Bu söz üzerine İnönü bozuldu.

- İspat eder misin?

- İspat ederim. Müsaade ederseniz evrakları getireyim, diye yazıhaneye geçti. İnönü yanındaki zevata dönerek,

- Zenginliği başını döndürdü. Hava alanını istimlâk edin. Uçakları sattırmayın.

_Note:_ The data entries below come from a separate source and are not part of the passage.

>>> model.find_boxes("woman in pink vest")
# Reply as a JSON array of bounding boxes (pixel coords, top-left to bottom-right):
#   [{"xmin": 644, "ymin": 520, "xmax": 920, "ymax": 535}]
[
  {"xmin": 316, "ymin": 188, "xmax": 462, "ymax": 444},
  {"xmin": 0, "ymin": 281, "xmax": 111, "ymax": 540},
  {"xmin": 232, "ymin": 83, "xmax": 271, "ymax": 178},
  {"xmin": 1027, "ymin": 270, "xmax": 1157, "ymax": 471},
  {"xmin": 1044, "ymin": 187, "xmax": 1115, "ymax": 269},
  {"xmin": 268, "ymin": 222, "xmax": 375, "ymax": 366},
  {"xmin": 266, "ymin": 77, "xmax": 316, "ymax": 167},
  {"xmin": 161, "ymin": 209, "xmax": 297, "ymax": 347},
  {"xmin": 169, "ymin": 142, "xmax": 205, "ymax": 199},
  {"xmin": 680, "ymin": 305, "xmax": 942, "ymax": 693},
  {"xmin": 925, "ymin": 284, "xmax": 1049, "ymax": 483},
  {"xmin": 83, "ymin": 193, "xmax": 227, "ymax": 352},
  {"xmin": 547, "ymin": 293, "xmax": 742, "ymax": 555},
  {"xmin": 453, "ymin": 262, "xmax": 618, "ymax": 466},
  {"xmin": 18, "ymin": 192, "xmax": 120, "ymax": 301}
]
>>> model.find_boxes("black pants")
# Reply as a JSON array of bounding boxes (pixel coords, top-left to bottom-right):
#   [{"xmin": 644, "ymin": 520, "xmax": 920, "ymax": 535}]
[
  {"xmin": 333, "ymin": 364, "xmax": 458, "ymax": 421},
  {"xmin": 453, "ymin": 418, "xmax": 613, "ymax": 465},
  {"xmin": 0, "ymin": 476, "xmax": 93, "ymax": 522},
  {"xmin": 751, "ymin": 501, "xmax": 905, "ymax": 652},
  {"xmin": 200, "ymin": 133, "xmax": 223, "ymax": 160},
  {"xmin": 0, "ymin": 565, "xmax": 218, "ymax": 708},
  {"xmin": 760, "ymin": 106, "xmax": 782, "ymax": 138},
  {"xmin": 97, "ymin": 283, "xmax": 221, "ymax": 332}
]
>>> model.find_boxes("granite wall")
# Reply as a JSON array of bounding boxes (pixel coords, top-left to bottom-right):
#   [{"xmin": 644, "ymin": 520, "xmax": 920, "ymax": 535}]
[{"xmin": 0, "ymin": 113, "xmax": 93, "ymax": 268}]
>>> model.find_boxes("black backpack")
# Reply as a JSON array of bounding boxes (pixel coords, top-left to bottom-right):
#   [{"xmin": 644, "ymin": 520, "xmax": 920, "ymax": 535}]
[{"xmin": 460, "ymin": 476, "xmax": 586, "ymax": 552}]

Nuri Bey içeriye girdiğinde, İnönü ayağa kalkmış, kapıdan çıkarken karşılaştılar. Bir şey söylemeden otomobiline binerek ayrıldılar. Sonunda uçakların kusurları var diye sattırılmadı. Hava alanı metrekaresi bir buçuk kuruştan istimlâk edildi. Yarım kuruş vergiye gitti. Bir kuruştan parasını aldı. (Not: Başka kaynaklarda miktar “bir buçuk lira” şeklinde geçmektedir.)  Sayın İnönü yardımcı olsaydı, bugün dünyanın en iyi uçaklarını imal etmiş olacaktık.”

Nud36 1

Erzincan depremi için toplanan yardımlar Saracoğlu mahallesine harcandı

Nuri Demirağ Gök Okulunu kapatmak mecburiyetinde kaldı. Yedi pilotunu Kabataş lisesine gönderdi. Oradan Üniversiteye gittiler (Dr. Kemal Uras, Yüksek mühendis İhsan Anıl, Öğretmen Alâeddin Çulcu. Avukat Nazif Aslan -sonra Milletvekili oldu-, avukat Hüseyin Danacı ve Osman Şahin.) Naci Bey İtalya’dan bir mühendis getirterek Divriği planını yaptırdı. Bakanlıktaki B.M.M.’nin önünde 5 dönümlük arazi üzerindeki binayı (bu bina şimdi, B.M.M. Başkanının evi) Meclise hibe etti. Erzincan felaketinde (27 Aralık 1939) Nuri beyle birlikte 40 adet depreme dayanıklı baraka yaptırdı. Devlet ise, dış devletlerden Erzincan için gelen yardımın bir kısmını, Erzincan için, çoğunu Ankara da yapılan Saraçoğlu mahallesi lojmanlarına kullandı. (Hasip Uras, Hayat Bir Tecrübedir)

Gazeteleri de kapatıldı

1945'de parti kurulmasına müsaade edilince ilk muhalefet partisi olan Milli Kalkınma Partisi'ni kurar. Bir de Yurtta Kalkınma isimli gazeteyi çıkarır. 1948'de gazetesi kapatılır. Bu kez Tez Kalkınma adıyla yeniden çıkarmaya başladığı gazetesi de kapatılır. Sonra adı Öz Kalkınma olur.

Milli Kalkinma Partisi 1

İnönü’ye mektup

Nuri Demirağ’ın Cumhurbaşkanı İsmet İnönü’ye yazdığı mektup herkesçe bilinmeli. Hele 2. sayfanın sonunda bir cümle var ki insanı can evinden vuruyor:

"Bu uğurda şimdiye kadar harcanan 1,5 milyon lira ile, hoş karakterim buna müsait değil ya, farz-ı muhal 15-20 adet han apartman yaptırır, senede 150-200 bin lira irad (gelir) alarak istediğim yerde gezer, tozardım."

Nuri Demirağ'ı bugünün Nuri Demirağ'ları adına unutturmamalıyız.